His voice was hoarse.

  “Yeah, I understand,” answered Liddell. “Sit down and have a drink.”

  Pollard sat down, and just then big Henry P. Foster said loudly, “Well, Pollard? It’s past noon, you know.”

  He was smiling a little as he spoke. There was even a sort of smile in his voice and you could tell how glad he was. Pollard only stared at him and then tossed off his drink.

  “I’ll send my men up in the morning,” said Foster. “Just see that nothing is removed.”

  Pollard jumped up. He shouted out, “You’re worse than a coyote! You’re worse than a buzzard! You eat rottener meat!”

  Foster turned a varnished crimson. He turned from the bar and came at Pollard like a real fighting man, but then his eyes fell on Liddell and he stopped. He kept looking at Liddell as he made a backward step or two, and then went suddenly out of the swing-door into the street.

  “It’s fun for him,” said Pollard. “Putting me out of my house is fun for him. I hope he burns and the money in his pockets. I hope he dies and is damned. I’d like to have the finishing of him.”

  Liddell said, “You mean some of that for me, don’t you?”

  Pollard fell wearily into his chair. His head dropped back and he looked sick.

  “It was a swell sort of a little dump,” he said. “I had a lot of swell times in it. I’d rather hear its windmill clanking and the water going plump into the tank than any other music that I ever heard. I’d rather be buried under those cottonwoods than in a churchyard.”

  Mark Heath remarked, “There oughta be something done about a buzzard like Henry P. Foster.

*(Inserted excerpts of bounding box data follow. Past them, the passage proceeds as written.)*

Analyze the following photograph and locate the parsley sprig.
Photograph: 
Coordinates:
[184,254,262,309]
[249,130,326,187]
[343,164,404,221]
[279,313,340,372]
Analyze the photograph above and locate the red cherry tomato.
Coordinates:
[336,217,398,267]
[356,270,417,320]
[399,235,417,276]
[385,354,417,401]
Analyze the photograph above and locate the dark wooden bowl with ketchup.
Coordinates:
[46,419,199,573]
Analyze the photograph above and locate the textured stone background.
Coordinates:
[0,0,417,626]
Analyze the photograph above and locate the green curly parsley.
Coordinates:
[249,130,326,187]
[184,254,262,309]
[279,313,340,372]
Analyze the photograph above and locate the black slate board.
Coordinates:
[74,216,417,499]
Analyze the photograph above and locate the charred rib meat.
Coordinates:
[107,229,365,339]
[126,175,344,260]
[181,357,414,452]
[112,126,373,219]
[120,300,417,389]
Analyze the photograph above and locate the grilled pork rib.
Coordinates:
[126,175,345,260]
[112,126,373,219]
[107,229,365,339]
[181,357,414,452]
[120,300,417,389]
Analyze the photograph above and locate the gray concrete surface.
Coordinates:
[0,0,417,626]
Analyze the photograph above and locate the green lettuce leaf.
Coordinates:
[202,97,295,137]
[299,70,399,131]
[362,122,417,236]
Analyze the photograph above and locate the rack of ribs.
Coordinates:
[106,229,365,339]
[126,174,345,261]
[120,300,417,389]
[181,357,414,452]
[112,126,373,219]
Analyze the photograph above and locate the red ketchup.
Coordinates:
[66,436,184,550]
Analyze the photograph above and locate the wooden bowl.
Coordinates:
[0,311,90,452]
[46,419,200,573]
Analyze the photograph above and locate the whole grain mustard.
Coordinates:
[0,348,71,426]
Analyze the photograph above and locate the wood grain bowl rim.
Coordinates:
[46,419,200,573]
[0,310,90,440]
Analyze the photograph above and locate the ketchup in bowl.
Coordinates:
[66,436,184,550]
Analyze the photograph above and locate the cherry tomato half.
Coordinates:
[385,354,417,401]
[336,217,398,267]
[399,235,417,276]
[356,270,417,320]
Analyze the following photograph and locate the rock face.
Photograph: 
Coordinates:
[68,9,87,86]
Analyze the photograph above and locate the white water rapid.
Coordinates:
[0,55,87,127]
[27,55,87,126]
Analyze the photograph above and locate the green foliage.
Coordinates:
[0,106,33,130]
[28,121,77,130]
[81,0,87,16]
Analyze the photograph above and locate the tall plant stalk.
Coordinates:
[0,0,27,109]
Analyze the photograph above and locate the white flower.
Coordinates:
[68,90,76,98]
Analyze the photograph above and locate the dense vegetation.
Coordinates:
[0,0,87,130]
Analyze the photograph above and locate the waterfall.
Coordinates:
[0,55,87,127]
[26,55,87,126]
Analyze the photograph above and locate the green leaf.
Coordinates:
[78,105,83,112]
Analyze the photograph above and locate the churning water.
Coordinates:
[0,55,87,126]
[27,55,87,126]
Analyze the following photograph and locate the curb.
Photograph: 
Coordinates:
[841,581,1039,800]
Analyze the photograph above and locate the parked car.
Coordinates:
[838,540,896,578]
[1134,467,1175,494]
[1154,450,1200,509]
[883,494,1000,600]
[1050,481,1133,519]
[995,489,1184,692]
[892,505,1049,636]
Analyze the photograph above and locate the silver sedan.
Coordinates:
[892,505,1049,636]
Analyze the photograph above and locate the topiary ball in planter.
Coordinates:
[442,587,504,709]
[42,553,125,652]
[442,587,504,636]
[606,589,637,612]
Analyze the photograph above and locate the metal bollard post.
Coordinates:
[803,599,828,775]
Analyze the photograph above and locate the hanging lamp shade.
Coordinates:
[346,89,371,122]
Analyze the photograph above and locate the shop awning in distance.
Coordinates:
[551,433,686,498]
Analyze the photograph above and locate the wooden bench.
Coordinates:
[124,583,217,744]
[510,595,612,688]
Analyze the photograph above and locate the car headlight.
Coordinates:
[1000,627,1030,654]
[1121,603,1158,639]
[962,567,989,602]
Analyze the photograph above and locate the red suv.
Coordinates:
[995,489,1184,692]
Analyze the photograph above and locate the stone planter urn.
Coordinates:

Somebody oughta take him up in a big way.”

  That was when Pollard said what everybody remembered afterward. He said: “Yeah, I’m a poor sap. I only talk. I don’t do anything about it. But I gotta mind …”

  * * * * *

  Up to about 3:30 p.m. you always can get a check cashed in the First National at San Jacinto. The closing hour is 3:00 but there is half an hour of leeway and a lot of people are sure to come in at the last minute. It makes them feel that they are being favored. As a matter of fact there were four clients near the cash window at 3:20 that afternoon when a tall man, masked to the eyes, came in with a pair of Colt revolvers and held up the place.